How can you improve your law firm’s utilization rate? By far the most effective approach is to remove non-legal tasks in order to free up your attorneys’ time for billable work. This is accomplished in one of two ways: outsourcing and automating.
With technology these days, it’s fairly simple to automate certain tasks. For example, you can set a Google calendar alert that will automatically schedule an in-house meeting and invite the same attendees on a weekly or monthly basis. This cuts out the time it takes to manually set up and send the calendar invite each go-round.
Likewise, you can set up a subscription order for office supplies on a recurring basis, whether it’s monthly or biannually.
Outsourcing requires a bit more effort on the front end to locate and retain reliable help, but it’s well worth the investment. For small to midsize law firms, the areas in which it is most helpful to outsource are accounting and billing, and client marketing. Hiring an outside accountant or bookkeeper (or both) means that experienced professionals in that area of financial management will be removing those tasks from your attorneys, and likely performing them more efficiently, which will cost you less in the long run. Similarly, hiring a marketing team or independent contractor will ensure your firm’s name is out there without your attorneys spending potential billable time to make it happen.

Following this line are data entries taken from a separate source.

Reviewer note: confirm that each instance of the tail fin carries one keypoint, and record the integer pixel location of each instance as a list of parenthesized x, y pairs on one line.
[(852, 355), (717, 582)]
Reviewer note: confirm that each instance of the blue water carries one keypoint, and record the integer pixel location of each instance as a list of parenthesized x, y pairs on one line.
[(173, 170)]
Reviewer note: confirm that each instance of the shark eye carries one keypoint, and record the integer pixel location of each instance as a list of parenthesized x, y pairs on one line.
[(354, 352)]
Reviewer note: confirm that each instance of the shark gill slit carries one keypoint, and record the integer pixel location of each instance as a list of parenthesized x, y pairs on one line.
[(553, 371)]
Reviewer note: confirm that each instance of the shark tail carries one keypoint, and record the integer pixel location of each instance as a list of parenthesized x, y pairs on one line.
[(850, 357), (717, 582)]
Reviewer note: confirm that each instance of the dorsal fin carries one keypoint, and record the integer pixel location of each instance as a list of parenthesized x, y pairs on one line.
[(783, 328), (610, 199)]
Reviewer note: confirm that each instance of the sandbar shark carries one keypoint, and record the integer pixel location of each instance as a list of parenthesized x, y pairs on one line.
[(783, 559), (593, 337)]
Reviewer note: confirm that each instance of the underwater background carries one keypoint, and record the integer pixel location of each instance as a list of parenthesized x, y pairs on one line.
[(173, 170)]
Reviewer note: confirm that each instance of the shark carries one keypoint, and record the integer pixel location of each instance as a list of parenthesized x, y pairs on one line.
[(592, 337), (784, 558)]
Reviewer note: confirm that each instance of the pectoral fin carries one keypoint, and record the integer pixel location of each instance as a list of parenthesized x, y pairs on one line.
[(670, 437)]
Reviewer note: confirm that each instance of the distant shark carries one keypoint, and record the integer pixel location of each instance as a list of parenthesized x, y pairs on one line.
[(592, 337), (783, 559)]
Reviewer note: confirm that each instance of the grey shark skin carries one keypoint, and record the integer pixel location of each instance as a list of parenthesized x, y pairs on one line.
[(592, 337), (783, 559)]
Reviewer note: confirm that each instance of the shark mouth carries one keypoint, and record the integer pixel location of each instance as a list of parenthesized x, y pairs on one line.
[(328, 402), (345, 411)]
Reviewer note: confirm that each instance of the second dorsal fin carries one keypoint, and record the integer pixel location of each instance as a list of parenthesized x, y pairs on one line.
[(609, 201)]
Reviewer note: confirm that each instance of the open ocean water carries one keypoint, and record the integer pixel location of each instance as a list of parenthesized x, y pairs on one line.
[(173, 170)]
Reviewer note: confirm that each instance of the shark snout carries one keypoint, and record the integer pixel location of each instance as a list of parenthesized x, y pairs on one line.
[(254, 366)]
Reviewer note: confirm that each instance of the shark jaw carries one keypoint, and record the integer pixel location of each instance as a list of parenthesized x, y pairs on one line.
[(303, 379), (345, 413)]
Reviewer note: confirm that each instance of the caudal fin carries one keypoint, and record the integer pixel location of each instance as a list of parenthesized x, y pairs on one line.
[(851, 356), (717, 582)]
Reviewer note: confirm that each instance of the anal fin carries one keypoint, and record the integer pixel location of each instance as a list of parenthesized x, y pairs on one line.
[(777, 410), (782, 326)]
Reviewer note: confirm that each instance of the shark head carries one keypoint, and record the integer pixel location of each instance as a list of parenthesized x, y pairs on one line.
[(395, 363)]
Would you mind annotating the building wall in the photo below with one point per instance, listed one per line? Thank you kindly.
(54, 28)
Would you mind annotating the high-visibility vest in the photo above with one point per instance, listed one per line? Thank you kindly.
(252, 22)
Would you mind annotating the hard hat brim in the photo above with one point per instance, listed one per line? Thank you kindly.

Hourly rates for marketing work are typically substantially less than hourly rates billed to clients by attorneys.
Turning back to the Clio study, it was found in 2018 that the most successful law firms had only a slightly higher than average utilization rate of 33%. The firms whose revenues shrank the most in the fiscal year, though, had utilization rates as low as 21%. The difference between 21% and 33% is 12%, or roughly one hour of billable work per day. Attribute that number to every lawyer in your law firm, and multiply it by the number of workdays in the revenue year, and the under-utilized hours pile up fast. Even more importantly, if your firms gets out ahead of the curve and starts to automate and/or outsource non-billable tasks, you can increase your utilization rate even more.